52 Weeks of Free Advice: #3 Valentine’s Day Advice for a Long, Healthy Relationship with Media
Ask any couple celebrating a milestone wedding anniversary — 10, 25 or 50 years – the key to their longevity, the response is most often: communication, respect and honesty. Naturally, wisdom that is commonplace in our personal relationships easily translates to our professional lives. Yet too often, our colleagues, business partners, customers and even competitors feel the love, while the reporters and editors who cover our industries don’t. So many industries – real estate, education, banking and finance – fall within editorial “beats” with reporters and entire publications dedicated to covering them every day. Major corridors such as Silicon Valley’s tech industry have regular contact with reporters at all levels: local newspapers and business journals, national tech and business media, and beat reporters at the world’s largest media outlets.

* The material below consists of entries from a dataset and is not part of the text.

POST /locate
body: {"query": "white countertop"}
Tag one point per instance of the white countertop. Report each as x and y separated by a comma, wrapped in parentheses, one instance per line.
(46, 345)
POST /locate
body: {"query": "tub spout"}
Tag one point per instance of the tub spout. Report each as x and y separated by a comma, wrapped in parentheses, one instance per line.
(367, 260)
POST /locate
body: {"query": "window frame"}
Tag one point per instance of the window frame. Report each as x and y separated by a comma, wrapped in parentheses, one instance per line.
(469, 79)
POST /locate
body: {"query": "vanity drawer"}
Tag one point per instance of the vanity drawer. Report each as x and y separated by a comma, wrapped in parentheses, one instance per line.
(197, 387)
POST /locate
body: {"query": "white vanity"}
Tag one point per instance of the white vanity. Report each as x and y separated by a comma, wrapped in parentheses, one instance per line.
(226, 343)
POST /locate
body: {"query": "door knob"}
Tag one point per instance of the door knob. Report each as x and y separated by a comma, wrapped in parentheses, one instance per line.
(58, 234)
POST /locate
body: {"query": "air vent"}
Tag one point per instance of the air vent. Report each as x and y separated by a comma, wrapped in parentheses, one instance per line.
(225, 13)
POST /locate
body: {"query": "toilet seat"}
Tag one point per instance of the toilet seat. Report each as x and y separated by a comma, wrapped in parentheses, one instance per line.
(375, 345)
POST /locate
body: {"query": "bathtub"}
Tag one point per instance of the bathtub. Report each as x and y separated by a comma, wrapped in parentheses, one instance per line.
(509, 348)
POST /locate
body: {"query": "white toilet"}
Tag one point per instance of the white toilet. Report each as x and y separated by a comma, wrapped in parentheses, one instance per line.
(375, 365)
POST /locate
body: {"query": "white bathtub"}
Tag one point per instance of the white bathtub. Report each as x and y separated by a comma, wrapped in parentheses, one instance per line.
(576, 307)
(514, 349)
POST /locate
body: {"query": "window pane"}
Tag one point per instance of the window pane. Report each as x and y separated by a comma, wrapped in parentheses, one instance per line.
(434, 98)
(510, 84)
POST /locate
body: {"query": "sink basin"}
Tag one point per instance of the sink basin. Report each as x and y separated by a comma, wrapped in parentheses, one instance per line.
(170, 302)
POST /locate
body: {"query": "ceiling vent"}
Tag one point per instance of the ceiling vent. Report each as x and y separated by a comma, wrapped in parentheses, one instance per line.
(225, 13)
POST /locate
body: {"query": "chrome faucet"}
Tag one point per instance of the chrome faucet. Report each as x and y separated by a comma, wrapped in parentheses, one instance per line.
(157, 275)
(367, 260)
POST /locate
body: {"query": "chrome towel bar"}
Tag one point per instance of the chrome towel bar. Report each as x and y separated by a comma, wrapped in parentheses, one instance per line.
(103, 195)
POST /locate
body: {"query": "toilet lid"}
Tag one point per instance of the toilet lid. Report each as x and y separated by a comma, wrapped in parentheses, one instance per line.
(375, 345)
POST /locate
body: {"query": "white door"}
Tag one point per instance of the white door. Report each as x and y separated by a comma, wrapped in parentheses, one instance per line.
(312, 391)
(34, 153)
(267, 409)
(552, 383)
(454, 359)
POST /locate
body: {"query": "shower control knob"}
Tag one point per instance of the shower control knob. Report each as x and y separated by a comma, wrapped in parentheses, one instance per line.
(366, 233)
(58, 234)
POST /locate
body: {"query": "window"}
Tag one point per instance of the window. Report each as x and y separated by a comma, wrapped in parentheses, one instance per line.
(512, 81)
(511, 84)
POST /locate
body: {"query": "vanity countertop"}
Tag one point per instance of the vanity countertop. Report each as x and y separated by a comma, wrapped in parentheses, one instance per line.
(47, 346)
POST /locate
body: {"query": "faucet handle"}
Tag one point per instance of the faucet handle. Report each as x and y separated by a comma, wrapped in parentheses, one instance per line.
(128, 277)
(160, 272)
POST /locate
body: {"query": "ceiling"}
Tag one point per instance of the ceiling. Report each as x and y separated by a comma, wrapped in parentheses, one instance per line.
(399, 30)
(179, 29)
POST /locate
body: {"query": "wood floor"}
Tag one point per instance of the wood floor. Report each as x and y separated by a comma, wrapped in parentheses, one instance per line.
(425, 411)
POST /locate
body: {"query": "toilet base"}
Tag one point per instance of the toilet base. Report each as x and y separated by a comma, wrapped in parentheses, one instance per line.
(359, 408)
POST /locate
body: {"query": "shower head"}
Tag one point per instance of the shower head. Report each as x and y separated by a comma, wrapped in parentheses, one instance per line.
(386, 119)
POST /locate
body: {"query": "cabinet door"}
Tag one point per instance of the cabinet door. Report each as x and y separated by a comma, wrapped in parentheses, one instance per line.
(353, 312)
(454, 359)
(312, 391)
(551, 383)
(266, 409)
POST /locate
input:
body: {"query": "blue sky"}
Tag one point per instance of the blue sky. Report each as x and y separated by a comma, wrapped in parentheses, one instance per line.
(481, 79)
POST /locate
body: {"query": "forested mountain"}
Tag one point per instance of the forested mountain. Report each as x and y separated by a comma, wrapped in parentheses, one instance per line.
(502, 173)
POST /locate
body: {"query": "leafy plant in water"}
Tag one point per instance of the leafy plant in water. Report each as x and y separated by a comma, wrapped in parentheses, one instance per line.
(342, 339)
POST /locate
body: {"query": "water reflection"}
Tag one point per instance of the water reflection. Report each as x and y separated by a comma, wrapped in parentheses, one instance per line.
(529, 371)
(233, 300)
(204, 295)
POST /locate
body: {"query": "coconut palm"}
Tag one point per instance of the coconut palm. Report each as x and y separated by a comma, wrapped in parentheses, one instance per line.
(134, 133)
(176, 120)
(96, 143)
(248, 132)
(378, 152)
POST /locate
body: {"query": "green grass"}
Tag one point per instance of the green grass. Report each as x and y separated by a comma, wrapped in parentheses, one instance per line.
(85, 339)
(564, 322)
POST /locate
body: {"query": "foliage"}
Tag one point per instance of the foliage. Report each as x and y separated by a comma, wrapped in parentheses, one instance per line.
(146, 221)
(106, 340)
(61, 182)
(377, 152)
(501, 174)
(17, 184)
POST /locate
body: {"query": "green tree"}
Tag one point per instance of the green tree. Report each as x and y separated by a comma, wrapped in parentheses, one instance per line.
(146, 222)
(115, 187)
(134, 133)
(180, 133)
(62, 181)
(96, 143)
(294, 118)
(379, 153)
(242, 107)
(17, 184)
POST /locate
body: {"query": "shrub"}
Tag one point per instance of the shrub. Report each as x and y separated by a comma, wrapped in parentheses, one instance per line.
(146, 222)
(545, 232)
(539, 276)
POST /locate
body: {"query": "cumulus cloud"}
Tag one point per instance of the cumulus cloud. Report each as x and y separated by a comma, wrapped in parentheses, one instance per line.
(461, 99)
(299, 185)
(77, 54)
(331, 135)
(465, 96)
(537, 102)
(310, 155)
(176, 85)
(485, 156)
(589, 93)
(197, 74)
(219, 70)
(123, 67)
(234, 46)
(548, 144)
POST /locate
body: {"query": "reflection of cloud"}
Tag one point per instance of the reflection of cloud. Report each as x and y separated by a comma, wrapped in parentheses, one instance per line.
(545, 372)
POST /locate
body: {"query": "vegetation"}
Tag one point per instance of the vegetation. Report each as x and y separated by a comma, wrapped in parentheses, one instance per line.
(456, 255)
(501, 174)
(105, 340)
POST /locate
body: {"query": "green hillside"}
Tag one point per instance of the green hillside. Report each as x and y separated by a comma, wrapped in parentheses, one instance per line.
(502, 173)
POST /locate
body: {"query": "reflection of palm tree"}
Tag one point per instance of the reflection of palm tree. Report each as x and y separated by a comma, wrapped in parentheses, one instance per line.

While these relationships are unlikely to last for 50 years, a CEO of a company that a reporter is assigned to cover on a daily basis have been thrown into an arranged marriage of sorts. They have to make it work. And the secrets to longevity isn’t much different than so many happy couples toasting lifetimes together:
- Honesty: Lying and cheating are grounds for breakup of any relationship. It will take a very long time to regain trust.
- Respect: The media have very hard jobs. They’ve chosen a field that is essential to our democracy and yet often pays poorly.
- Teamwork: Not every interview is going to be a glowing review of you or your organization. Sometimes reporters simply need your expertise for a quote. Still make the time to help them out. Otherwise, your phone won’t ring for the stories that do help
- Consideration: if you’re late coming home, a call is expected. Same for reporters. If you schedule an interview or promise information, be on time. If something truly comes up, communicate and do what you can to find a solution.
- Forgiveness: You wont like every story. But accurate, objective news is a reporter’s job. It’s a job they won’t keep if they only write what you want. So be prepared to move on. The silent treatment only hurts you.